Common garden annuals include impatiens (I. wallerina), New Guinea impatiens ( I.hawkeri var. New Guinea) and garden balsam (I. balsamina), all plants descended from natives of southeast Asia's cool, moist mountain forest climates. New Guinea impatiens offer the American garden greater range of color and foliage and are more suited to temperate summer heat and sun.
Single stemmed garden balsam grows in sunny old-fashioned gardens. Orchid-like flowers bloom under leaves all along their stems and seeds develop in pods that pop open, re-seeding plants freely and giving them their old-fashioned name "touch-me-nots."
Shade-loving impatiens rely on water to fuel their fast-growing branches and flowers; break a branch and it often drips. In hot or dry weather, lack of water causes collapse of plant tissue, often resulting in drooping branches or even a plant that crumples. Unless some other cause or garden pest is at work, the remedy for drooping is deep watering.
In some areas, such as South Florida, gardeners are cautioned to wait to plant impatiens until fall for bloom throughout winter's cooler months. New Guinea impatiens are less tender but balsam that lacks hydration resembles a drooping branch as its blossom-heavy top arches over toward the ground.
Deer often damage impatiens according to Rutgers University's New Jersey Agricultural Experiment Station and tender plants may provide a source of water for other animals like voles and squirrels during dry spells. Scale, spider mites and aphids are all "sucking insects" that can weaken branches and leaves. Fortunately, unless the pest is a deer or squirrel that rips the plant out by its roots, fast-growing impatiens are quick to recover.
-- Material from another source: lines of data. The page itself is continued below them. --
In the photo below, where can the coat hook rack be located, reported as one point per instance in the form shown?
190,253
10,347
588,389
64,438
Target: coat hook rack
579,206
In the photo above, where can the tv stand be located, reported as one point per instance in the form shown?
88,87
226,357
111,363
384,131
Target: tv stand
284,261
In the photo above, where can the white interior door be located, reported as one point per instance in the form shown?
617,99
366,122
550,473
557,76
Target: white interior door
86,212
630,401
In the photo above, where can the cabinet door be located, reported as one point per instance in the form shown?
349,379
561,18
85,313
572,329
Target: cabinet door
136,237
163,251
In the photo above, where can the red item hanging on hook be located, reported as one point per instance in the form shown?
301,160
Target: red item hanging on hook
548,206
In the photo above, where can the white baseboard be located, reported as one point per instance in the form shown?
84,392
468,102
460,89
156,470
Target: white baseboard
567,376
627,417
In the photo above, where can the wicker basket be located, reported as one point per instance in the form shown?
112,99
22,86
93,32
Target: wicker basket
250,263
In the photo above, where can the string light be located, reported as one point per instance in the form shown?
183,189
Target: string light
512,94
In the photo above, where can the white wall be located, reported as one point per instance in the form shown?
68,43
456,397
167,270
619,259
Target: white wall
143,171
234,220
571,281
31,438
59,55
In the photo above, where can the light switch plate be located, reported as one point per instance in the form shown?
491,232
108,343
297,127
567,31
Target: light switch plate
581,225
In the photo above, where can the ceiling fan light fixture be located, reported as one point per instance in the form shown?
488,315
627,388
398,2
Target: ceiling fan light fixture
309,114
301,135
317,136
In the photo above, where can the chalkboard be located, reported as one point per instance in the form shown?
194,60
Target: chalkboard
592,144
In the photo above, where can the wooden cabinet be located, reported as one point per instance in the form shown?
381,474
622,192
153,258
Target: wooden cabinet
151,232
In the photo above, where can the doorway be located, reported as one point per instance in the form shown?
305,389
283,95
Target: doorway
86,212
Early season failure of impatiens may be due to damping off, a condition that causes plants to shrivel near soil level, that may result from soil pathogens or growing conditions. Pathogens are dangerous organisms that include fungi like fusarium wilt. Seeds planted too deeply or seedlings transplanted into cold, wet soil easily succumb to pathogens. Well-drained soil stays moist but water pools around roots because of heavy clay soil or shallow cultivation.
Plants grow slowly, flower sparsely and eventually fade or succumb to root rot, causing the plant to topple over as if it had been caught in a heavy frost. Plant tender impatiens only after all threat of frost has passed -- late frosts cause death by dehydration. Digestion of pathogens by beneficial organisms is not complete in green products, so use only well-rotted manure and compost.